Things are going much better for Verafirma in the neighboring county, where the company won support from Santa Clara county supervisors, county counsel and registrar of voters Jesse Durazo to use its technology for voter registration.
I'm cautiously optimistic about these developments. For many young people, using a computer screen to complete a voter registration form will be a much more user-friendly experience than filling out a paper form. However, the state lacks standards, statutes and regulations to specifically govern these signatures and their use in elections and voting. All of the election statutes that exist today are based on the presumption that voters are signing on paper, not an e-pad. And as anyone who has signed with an e-pad knows, the signature that results may only vaguely resemble one made on paper. If registrars are to verify an absentee ballot request that comes in on paper against a voter registration form signature that was made on an e-pad, will they be able to successfully do so?
Other counties may follow Santa Clara's lead and given the absence of a robust statewide voter registration database that would facilitate online voter registration, the Verafirma technology may be the next best avenue for utilizing new technology to get more of California's 6.5 million nonregistered, eligible voters into the voting habit.
For more on these developments, see Ken McLaughlin's May 14 story in the San Jose Mercury news. Excerpts are featured below.
Some election officials have raised concerns about possible voter fraud, as well as privacy and security issues, in regard to electronic signatures. But the founders of Verafirma point out that Wells Fargo Bank is so confident in the technology that it allows customers to open a bank account with an electronic signature.
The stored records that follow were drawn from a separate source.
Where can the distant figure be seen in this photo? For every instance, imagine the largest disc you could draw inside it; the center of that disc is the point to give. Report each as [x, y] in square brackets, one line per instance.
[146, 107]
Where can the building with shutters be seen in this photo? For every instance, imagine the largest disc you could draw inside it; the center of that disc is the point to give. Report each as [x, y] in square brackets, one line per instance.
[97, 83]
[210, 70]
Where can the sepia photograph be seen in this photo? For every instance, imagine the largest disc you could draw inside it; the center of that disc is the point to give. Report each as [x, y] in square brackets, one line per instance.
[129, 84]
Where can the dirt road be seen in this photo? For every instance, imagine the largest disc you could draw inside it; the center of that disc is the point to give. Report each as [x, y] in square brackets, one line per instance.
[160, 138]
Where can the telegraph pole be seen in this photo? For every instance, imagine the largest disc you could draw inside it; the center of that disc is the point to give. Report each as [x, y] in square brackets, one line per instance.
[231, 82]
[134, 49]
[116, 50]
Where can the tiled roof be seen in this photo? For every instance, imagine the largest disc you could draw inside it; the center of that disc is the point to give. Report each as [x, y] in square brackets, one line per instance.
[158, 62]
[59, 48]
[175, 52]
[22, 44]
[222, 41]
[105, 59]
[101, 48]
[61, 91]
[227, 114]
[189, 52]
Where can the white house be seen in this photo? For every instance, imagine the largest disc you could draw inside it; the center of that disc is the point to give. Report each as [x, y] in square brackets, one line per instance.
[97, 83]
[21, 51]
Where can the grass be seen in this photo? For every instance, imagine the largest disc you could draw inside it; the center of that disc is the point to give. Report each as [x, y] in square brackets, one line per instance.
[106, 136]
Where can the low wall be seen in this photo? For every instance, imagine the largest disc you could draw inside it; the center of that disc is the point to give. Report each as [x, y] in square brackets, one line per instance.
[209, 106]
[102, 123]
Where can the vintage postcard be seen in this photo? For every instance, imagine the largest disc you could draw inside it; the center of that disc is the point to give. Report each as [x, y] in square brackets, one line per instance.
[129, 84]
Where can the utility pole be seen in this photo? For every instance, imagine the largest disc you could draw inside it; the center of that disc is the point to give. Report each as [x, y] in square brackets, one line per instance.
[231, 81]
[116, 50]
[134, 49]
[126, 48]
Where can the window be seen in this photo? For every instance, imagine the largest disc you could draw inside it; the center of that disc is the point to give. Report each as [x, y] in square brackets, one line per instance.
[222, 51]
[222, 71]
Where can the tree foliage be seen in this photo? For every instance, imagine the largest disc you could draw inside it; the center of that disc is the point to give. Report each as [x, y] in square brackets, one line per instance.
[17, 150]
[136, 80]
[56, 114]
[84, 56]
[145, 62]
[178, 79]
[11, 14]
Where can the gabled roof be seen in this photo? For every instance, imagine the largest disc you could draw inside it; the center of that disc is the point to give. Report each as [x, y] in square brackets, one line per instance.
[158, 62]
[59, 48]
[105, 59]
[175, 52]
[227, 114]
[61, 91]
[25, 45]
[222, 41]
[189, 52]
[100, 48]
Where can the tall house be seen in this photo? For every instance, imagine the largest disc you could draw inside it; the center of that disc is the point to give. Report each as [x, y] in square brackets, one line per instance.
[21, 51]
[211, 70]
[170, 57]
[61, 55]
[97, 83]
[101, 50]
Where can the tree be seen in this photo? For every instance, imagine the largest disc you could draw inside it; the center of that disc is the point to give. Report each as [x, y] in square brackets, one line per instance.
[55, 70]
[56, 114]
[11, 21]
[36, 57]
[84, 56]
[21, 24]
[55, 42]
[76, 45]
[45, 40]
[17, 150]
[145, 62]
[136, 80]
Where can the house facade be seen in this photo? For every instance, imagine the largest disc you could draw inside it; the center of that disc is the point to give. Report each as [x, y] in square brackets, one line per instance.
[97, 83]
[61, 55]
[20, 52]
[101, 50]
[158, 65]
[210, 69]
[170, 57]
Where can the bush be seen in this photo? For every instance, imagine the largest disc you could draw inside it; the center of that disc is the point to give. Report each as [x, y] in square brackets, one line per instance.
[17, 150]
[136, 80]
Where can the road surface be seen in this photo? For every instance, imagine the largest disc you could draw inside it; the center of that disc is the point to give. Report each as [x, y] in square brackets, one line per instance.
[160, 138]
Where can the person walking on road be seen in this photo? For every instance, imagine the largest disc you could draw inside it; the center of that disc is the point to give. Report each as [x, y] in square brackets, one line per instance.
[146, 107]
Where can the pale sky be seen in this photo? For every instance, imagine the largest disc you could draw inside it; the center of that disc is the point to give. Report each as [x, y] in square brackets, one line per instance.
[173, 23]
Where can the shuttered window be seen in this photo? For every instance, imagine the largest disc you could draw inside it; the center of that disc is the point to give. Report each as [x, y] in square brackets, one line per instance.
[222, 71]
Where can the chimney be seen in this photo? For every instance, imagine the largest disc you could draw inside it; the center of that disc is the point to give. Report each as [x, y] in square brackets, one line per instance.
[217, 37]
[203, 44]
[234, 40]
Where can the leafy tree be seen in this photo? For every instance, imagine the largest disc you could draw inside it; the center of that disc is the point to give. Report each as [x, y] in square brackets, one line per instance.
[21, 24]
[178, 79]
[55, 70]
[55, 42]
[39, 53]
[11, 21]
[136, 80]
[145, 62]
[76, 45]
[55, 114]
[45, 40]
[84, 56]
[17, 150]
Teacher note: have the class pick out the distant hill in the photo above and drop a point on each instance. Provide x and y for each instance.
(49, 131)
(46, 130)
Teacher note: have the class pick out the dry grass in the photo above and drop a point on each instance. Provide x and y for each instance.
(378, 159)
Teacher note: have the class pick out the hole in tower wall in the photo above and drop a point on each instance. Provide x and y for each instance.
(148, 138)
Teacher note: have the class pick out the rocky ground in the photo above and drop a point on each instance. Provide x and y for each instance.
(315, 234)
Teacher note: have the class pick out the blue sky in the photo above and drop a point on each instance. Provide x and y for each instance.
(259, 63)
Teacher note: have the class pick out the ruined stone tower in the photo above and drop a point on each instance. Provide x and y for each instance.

The new technology also appears to be speeding ahead of current election laws. Nicole Winger, spokeswoman for California Secretary of State Debra Bowen, expressed some concern that the state's election codes don't mention things such as the three-year-old iPhones or the brand-new iPad. But Bowen does not have the authority to tell the county registrar to reject the signatures of the Santa Clara County voters who agreed to be guinea pigs, Winger said. Unless someone sues to stop Durazo from registering the voters, the electronic signatures will stand.
Barry, who called electronic signatures "the future of voter registration," said Verafirma has developed new software on a website that will allow people to use the National Voter Registration Act form to produce a "secure electronic signature" in the same way shoppers sign their name after swiping a credit card at supermarkets and large drugstores.
I guess e-signature systems accomplish most of these functions in one technology. The electronic signature authenticates the voter at the same time that it protects privacy and security. Good post!